Pierre-Jean David dit David d’Angers (1788-1857) est essentiellement connu pour ses fameux médaillons. Avoir son médaillon signé David d’Angers signifiait que vous étiez entré sinon dans l’éternité du moins que vous faisiez partie des personnalités importantes de la Restauration, de la Monarchie de juillet. Les médaillons présentés sont placés par thème : les littérateurs ensemble, les musiciens, les architectes et peintres, les hommes politiques, les scientifiques, etc. Je me suis amusée avoir qui avait été mis à côté de qui. On voit ainsi Henri Beyle dit Stendhal faire face à Alexandre Dumas (je ne me souvenais pas du tout avoir vu ce médaillon de Dumas jeune avec ses abondants cheveux crépus). Victor Hugo était à côté du médaillon d’Adèle. Musset se trouvait entre George Sand et Lamartine désigné comme poète et homme politique quand Hortense Allart (l’une des plus jolies parmi les femmes représentées, soit dit avec objectivité) se trouvait entre Chateaubriand l’un de ses amants et Lady Morgan une femme de lettres irlandaise qui est essentiellement célèbre pour toutes les anecdotes qu’elle a racontées notamment sur la vie à Paris.

Hortense Allart

J’ai beaucoup aimé aussi ce médaillon d’une certaine Joséphine de Forget daté de 1847 et dont le titre de gloire et d’être une muse. J’ai trouvé cela joli être restée célèbre parce qu’on a été muse. Je songe aujourd’hui que ce terme est sans doute un peu désuet et elles sont bien rares ces femmes qui sont les muses d’un homme ou d’une époque. Cette Joséphine, entre autre, a eu une liaison avec Delacroix entre 1834 et 1850 avant de devenir son amie intime, sa « consuelo », comme il disait.

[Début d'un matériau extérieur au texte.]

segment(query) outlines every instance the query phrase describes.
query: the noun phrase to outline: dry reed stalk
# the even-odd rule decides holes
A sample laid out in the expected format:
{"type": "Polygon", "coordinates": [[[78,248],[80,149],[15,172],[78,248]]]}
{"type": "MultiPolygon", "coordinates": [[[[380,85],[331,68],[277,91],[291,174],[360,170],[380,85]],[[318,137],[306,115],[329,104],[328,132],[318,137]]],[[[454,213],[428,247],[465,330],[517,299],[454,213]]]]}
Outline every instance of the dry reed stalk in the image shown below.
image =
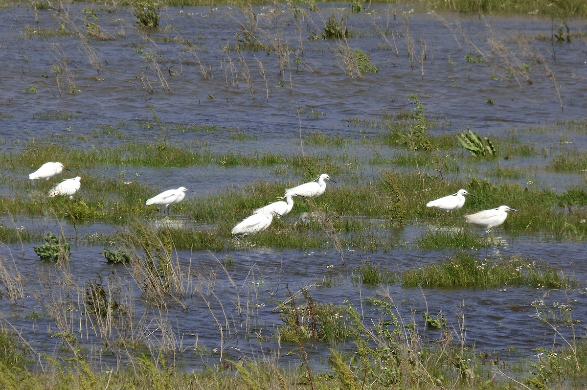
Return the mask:
{"type": "MultiPolygon", "coordinates": [[[[8,248],[9,251],[9,248],[8,248]]],[[[12,266],[5,264],[8,260],[0,258],[0,281],[4,285],[4,292],[13,305],[25,305],[23,279],[12,257],[12,266]]],[[[5,294],[2,294],[3,295],[5,294]]]]}

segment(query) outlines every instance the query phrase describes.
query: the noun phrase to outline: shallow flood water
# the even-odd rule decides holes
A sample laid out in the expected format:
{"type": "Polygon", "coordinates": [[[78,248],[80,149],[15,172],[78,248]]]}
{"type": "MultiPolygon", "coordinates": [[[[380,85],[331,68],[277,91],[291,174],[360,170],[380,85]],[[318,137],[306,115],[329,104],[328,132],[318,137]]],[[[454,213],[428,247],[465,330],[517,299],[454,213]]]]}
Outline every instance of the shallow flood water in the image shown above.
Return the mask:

Lorsque l’on voit de près ces médaillons, on est surtout frappé par la vie qui se dégage de la plupart. Certains semblent prêts à se mouvoir. Le profil ainsi de Rossini donne l’impression que le musicien italien va parler et rire. En représentant Musset, âgé alors de 21 ans, David d’Angers lui a donné un cou assez puissant et athlétique et il semble que la jeunesse coule dans ces veines de bronze.

À côté George Sand de profil semble un peu endormie. J’ai beaucoup aimé également le médaillon de Géricault que je ne connaissais pas. L’expression est grave et cette fois le peintre semble déjà d’âge mûr. Géricault est mort à l’âge de 33 ans en 1824. David d’Angers réalisa son médaillon en 1830. Au contraire donc de Musset qui posa celui-ci fut réalisé de mémoire et en vieillissant le peintre David d’Angers voulait peut-être le faire entrer pleinement dans l’éternité.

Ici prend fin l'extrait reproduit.